Here are some hints to and guidance to help you along the way.

• W is of dimension 10 (since we have 10 features), and b is a scalar.
• Use the formulas in the Linear Regression tutorial for predictions, errors and costs.
• Use the formulas in Gradient Descent tutorial for gradients and update rule.
• For gradient descent, the gradient $G = \nabla_w J(w)$ is given by the following formulas
\begin{align} G_{w_k} &= \frac{1}{n}\sum_{i}{x^{(i)}_k*(y^{(i)}_{pred} - y^{(i)}_{true})} \\ G_{b} &= \frac{1}{n}\sum_{i}{(y^{(i)}_{pred} - y^{(i)}_{true})} \end{align}
• Keep playing around with different values of learning rate and number of epochs till you see that the training mean squared error is decreasing too slowly (say decreasing by < 0.0001 per epoch).

It’s okay if you get stuck. The assignment has a number of moving pieces, and it’s okay to peek at the solution (included) after struggling for a bit. Just make sure you don’t look at the entire solution in one go. Only check the parts that you could not solve, and then go back to trying to work it out on your own.
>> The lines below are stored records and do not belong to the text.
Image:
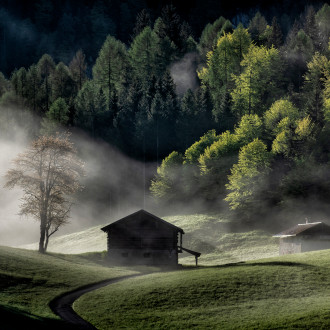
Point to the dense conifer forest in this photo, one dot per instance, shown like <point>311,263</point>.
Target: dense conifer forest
<point>232,101</point>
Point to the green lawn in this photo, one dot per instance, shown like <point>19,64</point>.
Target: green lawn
<point>29,281</point>
<point>210,234</point>
<point>283,292</point>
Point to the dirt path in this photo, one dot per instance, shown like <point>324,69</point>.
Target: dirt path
<point>62,305</point>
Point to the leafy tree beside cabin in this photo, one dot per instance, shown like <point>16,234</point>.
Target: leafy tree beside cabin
<point>48,173</point>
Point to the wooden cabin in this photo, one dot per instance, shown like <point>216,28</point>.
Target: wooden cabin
<point>142,238</point>
<point>309,236</point>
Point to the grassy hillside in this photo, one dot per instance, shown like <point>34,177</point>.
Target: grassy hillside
<point>211,235</point>
<point>29,281</point>
<point>283,292</point>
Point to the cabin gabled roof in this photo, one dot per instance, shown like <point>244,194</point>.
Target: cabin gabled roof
<point>305,229</point>
<point>141,213</point>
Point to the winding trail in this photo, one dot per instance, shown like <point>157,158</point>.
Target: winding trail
<point>62,305</point>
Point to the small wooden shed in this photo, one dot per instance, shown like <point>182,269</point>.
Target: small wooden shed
<point>309,236</point>
<point>142,238</point>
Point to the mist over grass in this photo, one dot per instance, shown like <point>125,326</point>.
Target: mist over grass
<point>114,185</point>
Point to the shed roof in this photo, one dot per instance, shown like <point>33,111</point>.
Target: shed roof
<point>305,228</point>
<point>141,213</point>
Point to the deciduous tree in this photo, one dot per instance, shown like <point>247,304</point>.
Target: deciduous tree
<point>48,172</point>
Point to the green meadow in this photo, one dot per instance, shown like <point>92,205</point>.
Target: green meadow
<point>240,283</point>
<point>283,292</point>
<point>29,281</point>
<point>214,235</point>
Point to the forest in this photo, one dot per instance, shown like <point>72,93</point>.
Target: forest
<point>235,112</point>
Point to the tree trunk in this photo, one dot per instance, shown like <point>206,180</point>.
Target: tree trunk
<point>42,235</point>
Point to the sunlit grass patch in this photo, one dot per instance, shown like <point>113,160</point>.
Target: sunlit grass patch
<point>290,291</point>
<point>29,280</point>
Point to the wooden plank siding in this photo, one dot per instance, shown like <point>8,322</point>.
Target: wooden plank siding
<point>142,238</point>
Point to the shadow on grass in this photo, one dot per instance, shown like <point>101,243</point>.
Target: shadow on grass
<point>253,264</point>
<point>13,318</point>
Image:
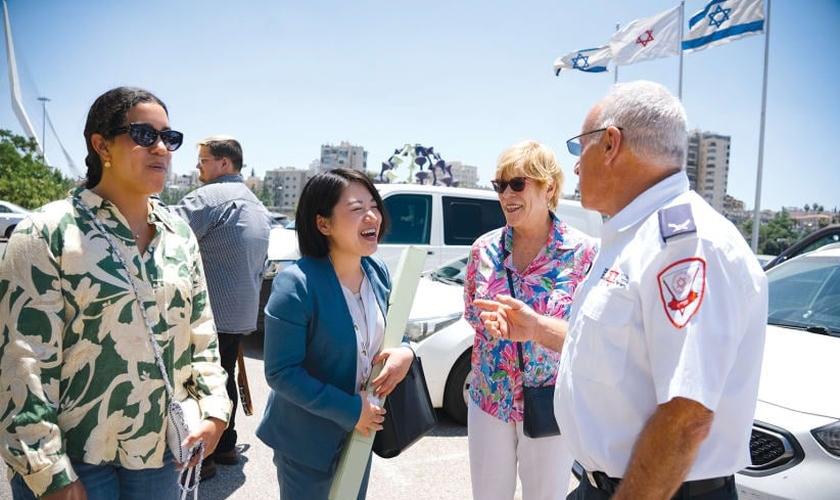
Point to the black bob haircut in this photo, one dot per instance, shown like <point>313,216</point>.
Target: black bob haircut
<point>320,195</point>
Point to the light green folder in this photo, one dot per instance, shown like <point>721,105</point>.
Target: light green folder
<point>354,456</point>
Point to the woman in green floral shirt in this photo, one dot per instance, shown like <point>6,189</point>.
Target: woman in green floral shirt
<point>82,400</point>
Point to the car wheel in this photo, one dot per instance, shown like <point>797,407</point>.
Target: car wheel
<point>457,386</point>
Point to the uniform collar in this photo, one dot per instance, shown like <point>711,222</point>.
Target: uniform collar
<point>646,203</point>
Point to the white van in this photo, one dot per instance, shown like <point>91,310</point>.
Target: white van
<point>443,220</point>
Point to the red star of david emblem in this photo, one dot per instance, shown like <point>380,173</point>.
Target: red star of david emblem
<point>648,37</point>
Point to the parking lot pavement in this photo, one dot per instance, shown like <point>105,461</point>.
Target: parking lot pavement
<point>435,468</point>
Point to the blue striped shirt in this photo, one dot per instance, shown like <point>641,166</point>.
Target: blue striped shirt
<point>232,227</point>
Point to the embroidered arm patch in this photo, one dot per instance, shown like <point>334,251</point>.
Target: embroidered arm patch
<point>681,288</point>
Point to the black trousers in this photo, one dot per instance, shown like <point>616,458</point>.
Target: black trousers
<point>229,352</point>
<point>586,491</point>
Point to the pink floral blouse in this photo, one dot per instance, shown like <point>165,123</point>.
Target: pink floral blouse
<point>547,285</point>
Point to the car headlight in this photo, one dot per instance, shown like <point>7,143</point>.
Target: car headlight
<point>273,268</point>
<point>829,437</point>
<point>419,329</point>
The complete notebook with all the cells executed is available via Google Colaboratory using the link above. Google Colab is a free tool that lets you run small Machine Learning experiments through your browser. You should read this 1 min tutorial if you’re unfamiliar with Google Colaboratory.

The solution is also available here: Solution to Hands-on Assignment: Implementing Linear Regression with Gradient Descent. The solution uses the numpy package, which provides functions for vector and matrix operations like dot products, etc. You can learn more about numpy in this tutorial: Introduction to NumPy.

The output produced by the solution is as follows:

Epoch 0: 29468.227258
Epoch 5000: 3048.187264
Epoch 10000: 2941.413239
Epoch 15000: 2927.457390
Epoch 20000: 2924.752271
Epoch 25000: 2923.794789
Epoch 30000: 2923.195048
Epoch 35000: 2922.693787
Epoch 40000: 2922.230650
Epoch 45000: 2921.788828
Epoch 50000: 2921.362712
Epoch 55000: 2920.949917
Epoch 60000: 2920.549099
Epoch 65000: 2920.159313
Epoch 70000: 2919.779804
Epoch 75000: 2919.409942
Epoch 80000: 2919.049181
Epoch 85000: 2918.697046
Epoch 90000: 2918.353121
Epoch 95000: 2918.017037
('Coefficients: \n', array([   3.66165332, -234.66440146,  519.39514482,  325.58168427,
-176.11598458,  -16.43251228, -180.05636948,  108.06092022,
502.78742918,   78.96999166]))
Mean squared error: 1993.53

# Discussion

Notice that the mean squared error matches within 0.5%. Out of the 10 coefficients, coefficients 2, 3, 4 and 10 match but the others don’t. This is because the other features are not linearly independent, hence there are multiple ways to get to the exact same prediction. For example, features 5, 7 and 8 are linearly related in the following way: feature 8 = feature 5 / feature 7.